The Puppet Master sics the Monstroid on the two on arrival, with the Vision going down first--not from the Monstroid's attack, but literally down into the structure due to another seizure that renders him helpless. And it falls to Spider-Man to take on this powerful alien robot:

With the Vision out of the picture, Kane and Conway give Spider-Man a fight sequence that reads as if we'd picked up a copy of Spidey's regular title, one so entertaining to read that we barely miss the Vision's absence from it, if at all. Will he eventually take a hand in this fight? Perhaps, though not in facing the Monstroid:

I wouldn't call this "far, far more," as Conway puts it, since seeing the Vision doubled over in a seizure is something that so far has been pretty routine, whatever its connection to the Monstroid. And it's the Monstroid who's providing more excitement at the moment:

With that last strike, you may think that this battle is winding down, at least topside. But below, confronting the Vision, the Puppet Master shows he has a few foot moves of his own:

Yes, I can tell what you're probably thinking. The Puppet Master may be aggressive when he's holding a doll and directing another's attack, but he's certainly no Batroc. And as the Vision recovers, the Monstroid may be turning the tables on his agile foe:

Finally, though, it's the Vision who gets through to the Puppet Master and ends this fight. And when the Vision "gets through" to you, he gets through:

It doesn't add up that the Monstroid would collapse with the shattering of the Puppet Master's doll, since that usually only means the Puppet Master's control over his pawn is gone. Regardless, with the Vision's brief linkage to the Monstroid's "memories," he's able now to fill in Spider-Man on not only the reason behind his seizures, but also the robot's origins:

If the story's ending panels seem awkward to you, that usually seems to be the case when the time comes to part the teamed heroes and send them on their separate ways with barely a wave and a backward glance. With all that's happened since they met, it shouldn't really be nagging at Spider-Man as to why the Vision was walking around by himself; and if what happened with the Avengers is indeed a private matter to the Vision, why nevertheless assure Spider-Man that he'll disclose those details at a later time? Perhaps the effort is being made by Conway et al. to avoid story endings in this title appearing similar to each other with a "thanks/shake hands/see you later/mutual praise/gotta be somewhere" approach to the parting. That doesn't mean you can't be creative with such an ending--for instance, how cool would it have been to see the Vision reach out to shake hands, only to sucker Spidey with one that's intangible?

Marvel Team-Up #5

Script: Gerry Conway
Pencils: Gil Kane
Inks: Mike Esposito
Letterer: John Costanza


Anonymous said...

The fun of Marvel Team-Up (and Two-In-One) was seeing who Spidey (and the Thing) would team up with each time. No more no less than that.

dbutler16 said...

I loved Marvel Team-Up. I know this isn't a popular opinion, but part of the reason is that we get to enjoy the wonderful Spider-Man character without all of the bad luck, angst, and drama that accompanies ASM. I always felt they laid the "Peter Parker has bad luck" routine on way too thick in his regular mag. Besides, two superheroes is almost always better than one!

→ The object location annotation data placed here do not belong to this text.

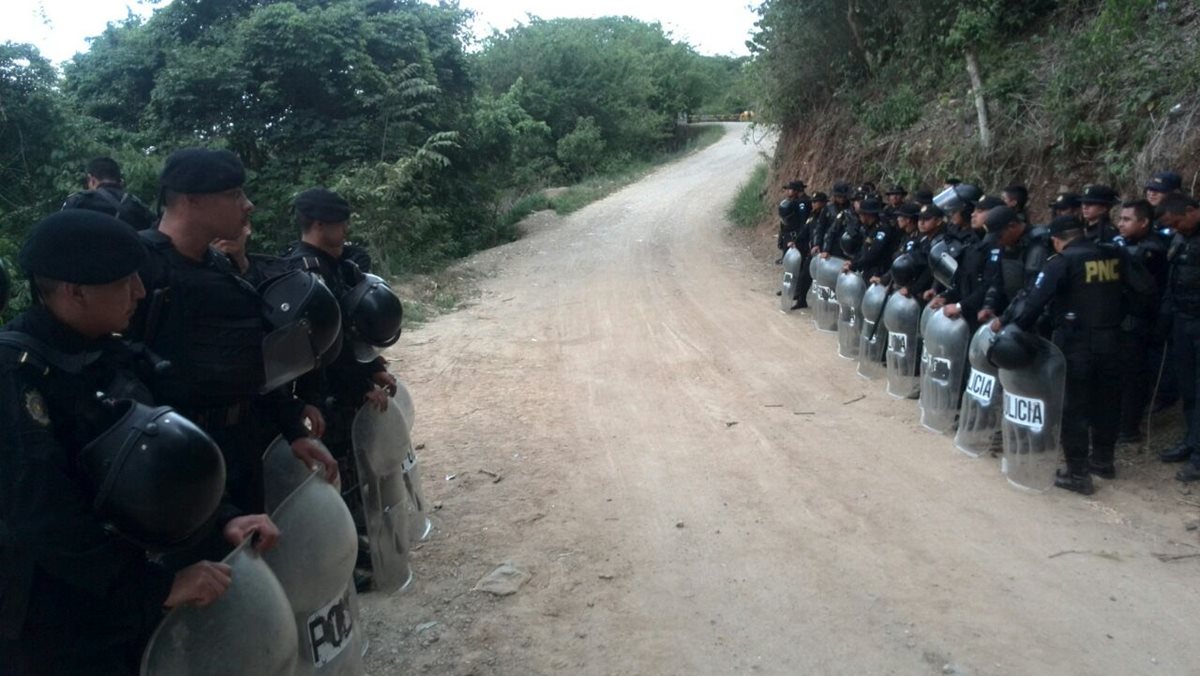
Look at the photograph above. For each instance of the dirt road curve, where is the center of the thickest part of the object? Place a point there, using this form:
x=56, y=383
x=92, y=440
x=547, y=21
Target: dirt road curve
x=627, y=372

The Vision was always one of my favorite characters, so this is one I'd have picked up if I had actually seen it on the newsstand.

Comicsfan said...

Colin and dbutler, you bottom-line MTU reasonably well. It was fun browsing the racks and discovering who the new guest-star was with Spidey--a bad choice or a good one, you were always intrigued. And true, there wasn't really room in the story for Peter Parker's usual baggage. To tell you the truth, though, I missed J. Jonah Jameson, who could have still supplemented Spidey's appearance nicely even if he'd just had three or four panels of exposure.

david_b said...

I picked this one up VF+ last year.., wasn't toooo crazy about the Kane art at times but nevertheless, was great to see Spidey/Vish together in the early Bronze timeframe.

Kudos to Conway for striving for cross-issue continuity.., adding to the Vish's mysteriousness, beyond just the simple team-up tale here.

dbutler16 said...

I agree about the strong continuity here, david_b. I had noticed that too.